Cheney no longer recognized by Wyoming GOP
Representative has criticized Trump as inspiration behind Jan. 6 Capitol riot
Rep. Liz Cheney was 12 when she traipsed across Wyoming with her father to help him win the state’s lone seat in the House of Representatives. Nearly 40 years later, it was her turn. She won her father’s old seat in 2016 to carry on the Cheney family’s reign in the Wyoming Republican Party.
“I’ve been in politics a long time,” she said last year. “It’s in my blood.”
On Saturday, just a little more than five years after Cheney scored that first congressional win, Wyoming Republicans disavowed her and called on their national counterparts to excommunicate her from the party entirely. Cheney has one of the most conservative voting records but has repeatedly taken friendly fire over the past year for criticizing Trump over his role in the Jan. 6 Capitol riot. And so, over the weekend, her fellow Wyoming Republicans offered what not long ago would have been a stunning rebuke of former vice president Dick Cheney’s daughter: The state GOP’s central committee voted 31-29 to no longer recognize her as one of their own, the Associated Press reported.
In their resolution, central committee members called on Republican leaders in the House of Representatives to yank her from all committee assignments and excommunicate her from the GOP altogether “to assist and expedite her seamless exodus from the Republican Party,” according to the Casper Star-Tribune.
Cheney’s spokesman clapped back, calling it “laughable” to suggest she was anything but a “committed conservative Republican.”
“She is bound by her oath to the Constitution,” spokesman Jeremy Adler told The Washington Post in an email. “Sadly, a portion of the Wyoming GOP leadership has abandoned that fundamental principle, and instead allowed themselves to be held hostage to the lies of a dangerous and irrational man.”
Cheney’s criticism of Trump’s role in the Jan. 6 attack on the Capitol started immediately.
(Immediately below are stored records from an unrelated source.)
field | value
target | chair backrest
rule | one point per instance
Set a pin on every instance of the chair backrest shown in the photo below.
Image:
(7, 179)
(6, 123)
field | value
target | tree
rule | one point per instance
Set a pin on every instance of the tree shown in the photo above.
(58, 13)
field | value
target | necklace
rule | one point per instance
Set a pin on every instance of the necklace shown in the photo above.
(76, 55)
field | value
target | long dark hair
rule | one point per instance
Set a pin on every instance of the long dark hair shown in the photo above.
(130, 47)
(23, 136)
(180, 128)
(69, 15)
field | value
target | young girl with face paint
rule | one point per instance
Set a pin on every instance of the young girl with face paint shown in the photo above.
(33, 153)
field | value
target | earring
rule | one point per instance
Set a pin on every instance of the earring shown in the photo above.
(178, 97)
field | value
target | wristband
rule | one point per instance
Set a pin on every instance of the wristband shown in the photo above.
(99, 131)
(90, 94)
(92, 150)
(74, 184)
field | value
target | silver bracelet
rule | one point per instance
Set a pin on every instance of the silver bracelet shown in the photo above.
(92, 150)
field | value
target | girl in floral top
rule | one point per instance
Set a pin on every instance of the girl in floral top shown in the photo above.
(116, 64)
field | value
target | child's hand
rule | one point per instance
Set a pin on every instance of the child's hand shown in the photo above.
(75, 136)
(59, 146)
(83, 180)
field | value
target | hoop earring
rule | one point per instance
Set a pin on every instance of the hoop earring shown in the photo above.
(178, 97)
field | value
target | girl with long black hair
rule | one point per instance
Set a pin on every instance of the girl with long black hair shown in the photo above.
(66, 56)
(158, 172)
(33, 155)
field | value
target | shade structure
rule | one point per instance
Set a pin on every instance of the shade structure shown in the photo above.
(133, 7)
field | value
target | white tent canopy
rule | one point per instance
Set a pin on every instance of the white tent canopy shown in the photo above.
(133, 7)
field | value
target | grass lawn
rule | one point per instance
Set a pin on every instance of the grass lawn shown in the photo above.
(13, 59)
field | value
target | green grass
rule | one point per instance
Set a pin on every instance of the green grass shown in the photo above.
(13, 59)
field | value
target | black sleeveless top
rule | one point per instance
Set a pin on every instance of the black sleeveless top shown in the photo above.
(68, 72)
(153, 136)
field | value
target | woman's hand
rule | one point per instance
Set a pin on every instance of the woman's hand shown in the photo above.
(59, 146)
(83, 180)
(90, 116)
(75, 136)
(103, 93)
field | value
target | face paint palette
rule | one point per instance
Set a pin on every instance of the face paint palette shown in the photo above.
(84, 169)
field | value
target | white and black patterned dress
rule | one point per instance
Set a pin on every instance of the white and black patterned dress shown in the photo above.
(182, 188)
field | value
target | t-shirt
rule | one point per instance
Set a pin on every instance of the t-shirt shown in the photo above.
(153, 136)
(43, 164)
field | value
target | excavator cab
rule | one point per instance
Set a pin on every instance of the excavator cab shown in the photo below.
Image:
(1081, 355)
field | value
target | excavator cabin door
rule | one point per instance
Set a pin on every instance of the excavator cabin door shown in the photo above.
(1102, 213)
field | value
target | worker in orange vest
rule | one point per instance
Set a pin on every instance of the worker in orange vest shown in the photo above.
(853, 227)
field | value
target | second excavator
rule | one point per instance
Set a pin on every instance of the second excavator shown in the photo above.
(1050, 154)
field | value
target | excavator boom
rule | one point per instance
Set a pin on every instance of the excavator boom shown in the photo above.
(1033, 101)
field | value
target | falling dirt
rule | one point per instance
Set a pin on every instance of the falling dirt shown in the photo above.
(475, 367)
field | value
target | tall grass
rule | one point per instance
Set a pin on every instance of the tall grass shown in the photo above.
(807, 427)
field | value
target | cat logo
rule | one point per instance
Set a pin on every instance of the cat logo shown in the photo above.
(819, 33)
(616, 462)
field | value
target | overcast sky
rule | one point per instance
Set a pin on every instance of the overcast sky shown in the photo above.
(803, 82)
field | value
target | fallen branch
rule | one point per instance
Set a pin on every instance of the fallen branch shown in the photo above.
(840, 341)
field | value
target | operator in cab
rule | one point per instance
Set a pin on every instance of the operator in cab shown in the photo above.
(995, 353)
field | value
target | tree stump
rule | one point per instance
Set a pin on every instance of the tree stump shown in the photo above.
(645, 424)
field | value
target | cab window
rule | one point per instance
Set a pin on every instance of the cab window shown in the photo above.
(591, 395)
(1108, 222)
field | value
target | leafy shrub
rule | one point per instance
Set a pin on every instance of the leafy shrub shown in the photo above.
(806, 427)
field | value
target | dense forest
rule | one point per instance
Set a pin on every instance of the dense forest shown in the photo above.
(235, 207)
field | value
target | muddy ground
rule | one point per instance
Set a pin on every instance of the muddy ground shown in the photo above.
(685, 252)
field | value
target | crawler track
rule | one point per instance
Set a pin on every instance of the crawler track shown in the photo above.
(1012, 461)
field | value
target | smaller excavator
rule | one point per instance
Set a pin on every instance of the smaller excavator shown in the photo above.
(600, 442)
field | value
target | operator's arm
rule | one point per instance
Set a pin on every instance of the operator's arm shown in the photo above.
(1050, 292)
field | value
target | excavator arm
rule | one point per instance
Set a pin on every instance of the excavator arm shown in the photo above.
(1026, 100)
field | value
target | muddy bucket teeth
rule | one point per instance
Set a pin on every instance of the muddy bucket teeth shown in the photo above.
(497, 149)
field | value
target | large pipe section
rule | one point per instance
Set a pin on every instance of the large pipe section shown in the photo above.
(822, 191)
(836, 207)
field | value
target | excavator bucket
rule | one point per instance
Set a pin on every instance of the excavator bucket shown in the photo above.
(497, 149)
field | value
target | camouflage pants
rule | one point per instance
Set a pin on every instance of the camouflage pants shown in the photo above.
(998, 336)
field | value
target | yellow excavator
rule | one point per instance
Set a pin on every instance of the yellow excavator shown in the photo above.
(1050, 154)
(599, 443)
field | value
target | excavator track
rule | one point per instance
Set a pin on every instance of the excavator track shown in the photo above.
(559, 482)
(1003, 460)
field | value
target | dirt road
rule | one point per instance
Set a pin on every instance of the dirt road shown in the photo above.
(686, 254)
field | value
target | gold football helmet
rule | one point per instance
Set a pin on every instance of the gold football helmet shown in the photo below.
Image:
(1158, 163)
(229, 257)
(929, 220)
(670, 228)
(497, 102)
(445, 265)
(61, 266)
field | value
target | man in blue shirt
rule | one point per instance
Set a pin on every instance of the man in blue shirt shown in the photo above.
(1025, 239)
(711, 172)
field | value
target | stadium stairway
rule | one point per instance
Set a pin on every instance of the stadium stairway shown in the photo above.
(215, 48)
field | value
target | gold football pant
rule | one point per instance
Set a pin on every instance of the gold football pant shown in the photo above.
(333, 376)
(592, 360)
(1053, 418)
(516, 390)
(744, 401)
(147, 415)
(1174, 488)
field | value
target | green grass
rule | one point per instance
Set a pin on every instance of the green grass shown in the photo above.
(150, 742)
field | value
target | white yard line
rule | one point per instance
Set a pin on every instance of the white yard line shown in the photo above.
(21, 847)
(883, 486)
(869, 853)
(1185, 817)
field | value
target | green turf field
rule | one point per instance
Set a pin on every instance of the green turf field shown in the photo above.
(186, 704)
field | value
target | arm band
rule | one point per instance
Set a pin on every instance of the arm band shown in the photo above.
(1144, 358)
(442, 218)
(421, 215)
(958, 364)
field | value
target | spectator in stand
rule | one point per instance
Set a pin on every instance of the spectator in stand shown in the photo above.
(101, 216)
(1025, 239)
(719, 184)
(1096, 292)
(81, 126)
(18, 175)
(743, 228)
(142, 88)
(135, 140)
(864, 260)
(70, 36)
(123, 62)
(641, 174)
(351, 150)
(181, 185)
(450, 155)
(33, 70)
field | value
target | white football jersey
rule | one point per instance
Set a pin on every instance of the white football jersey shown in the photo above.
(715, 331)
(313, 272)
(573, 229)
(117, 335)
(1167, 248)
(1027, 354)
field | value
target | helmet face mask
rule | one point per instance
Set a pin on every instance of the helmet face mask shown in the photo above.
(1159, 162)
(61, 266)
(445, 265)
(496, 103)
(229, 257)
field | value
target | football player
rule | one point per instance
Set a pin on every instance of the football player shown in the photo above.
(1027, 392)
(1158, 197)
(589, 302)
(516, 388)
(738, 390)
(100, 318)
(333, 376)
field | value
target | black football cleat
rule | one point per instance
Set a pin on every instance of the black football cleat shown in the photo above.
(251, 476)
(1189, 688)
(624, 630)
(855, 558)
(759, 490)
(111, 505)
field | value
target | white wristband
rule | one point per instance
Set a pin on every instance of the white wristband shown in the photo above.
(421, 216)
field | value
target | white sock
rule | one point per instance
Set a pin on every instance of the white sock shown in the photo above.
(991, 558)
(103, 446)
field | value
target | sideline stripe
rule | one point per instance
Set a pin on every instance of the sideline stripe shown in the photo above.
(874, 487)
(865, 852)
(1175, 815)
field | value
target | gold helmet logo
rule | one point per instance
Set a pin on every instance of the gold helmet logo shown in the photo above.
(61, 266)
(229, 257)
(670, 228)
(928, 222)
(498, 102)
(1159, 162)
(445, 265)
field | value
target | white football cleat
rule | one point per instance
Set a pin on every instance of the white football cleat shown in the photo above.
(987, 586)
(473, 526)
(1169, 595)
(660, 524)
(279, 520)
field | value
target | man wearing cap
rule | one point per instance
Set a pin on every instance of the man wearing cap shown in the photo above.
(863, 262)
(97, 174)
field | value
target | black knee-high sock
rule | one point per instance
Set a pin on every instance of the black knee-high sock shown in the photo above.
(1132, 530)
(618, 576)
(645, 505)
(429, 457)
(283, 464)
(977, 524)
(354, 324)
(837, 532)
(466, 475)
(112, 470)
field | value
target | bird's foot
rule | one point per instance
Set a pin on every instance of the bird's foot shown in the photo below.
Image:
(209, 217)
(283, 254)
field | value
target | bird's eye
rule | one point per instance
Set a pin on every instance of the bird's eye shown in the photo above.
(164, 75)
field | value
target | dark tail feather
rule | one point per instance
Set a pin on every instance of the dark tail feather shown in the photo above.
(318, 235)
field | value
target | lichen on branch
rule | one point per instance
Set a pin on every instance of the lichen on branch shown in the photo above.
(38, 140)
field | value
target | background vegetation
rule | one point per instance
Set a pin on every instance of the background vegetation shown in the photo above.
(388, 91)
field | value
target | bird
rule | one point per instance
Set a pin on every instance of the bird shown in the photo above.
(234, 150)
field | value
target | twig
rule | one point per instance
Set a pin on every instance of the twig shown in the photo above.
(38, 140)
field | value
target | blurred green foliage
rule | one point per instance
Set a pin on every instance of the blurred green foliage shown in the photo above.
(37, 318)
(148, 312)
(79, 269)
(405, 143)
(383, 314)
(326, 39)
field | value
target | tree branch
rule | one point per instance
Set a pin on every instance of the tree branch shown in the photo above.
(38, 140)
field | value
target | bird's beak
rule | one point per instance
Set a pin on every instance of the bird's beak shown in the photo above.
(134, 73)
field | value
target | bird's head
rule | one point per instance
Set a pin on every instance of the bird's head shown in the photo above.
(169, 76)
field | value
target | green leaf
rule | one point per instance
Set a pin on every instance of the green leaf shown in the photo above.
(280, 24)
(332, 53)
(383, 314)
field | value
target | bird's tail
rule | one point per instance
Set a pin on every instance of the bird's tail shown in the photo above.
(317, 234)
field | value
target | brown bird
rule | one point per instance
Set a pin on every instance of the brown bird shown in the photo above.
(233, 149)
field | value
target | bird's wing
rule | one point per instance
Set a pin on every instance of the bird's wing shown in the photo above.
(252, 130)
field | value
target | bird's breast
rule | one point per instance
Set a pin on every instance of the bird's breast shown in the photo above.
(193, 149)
Within hours, she blamed Trump for forming and unleashing the mob. Less than a week later, she was one of 10 House Republicans who voted to impeach Trump for his role in the riot.
“The president of the United States summoned this mob, assembled the mob, and lit the flame of this attack,” Cheney said in a statement at the time, adding, “There has never been a greater betrayal by a president of the United States of his office and his oath to the Constitution.”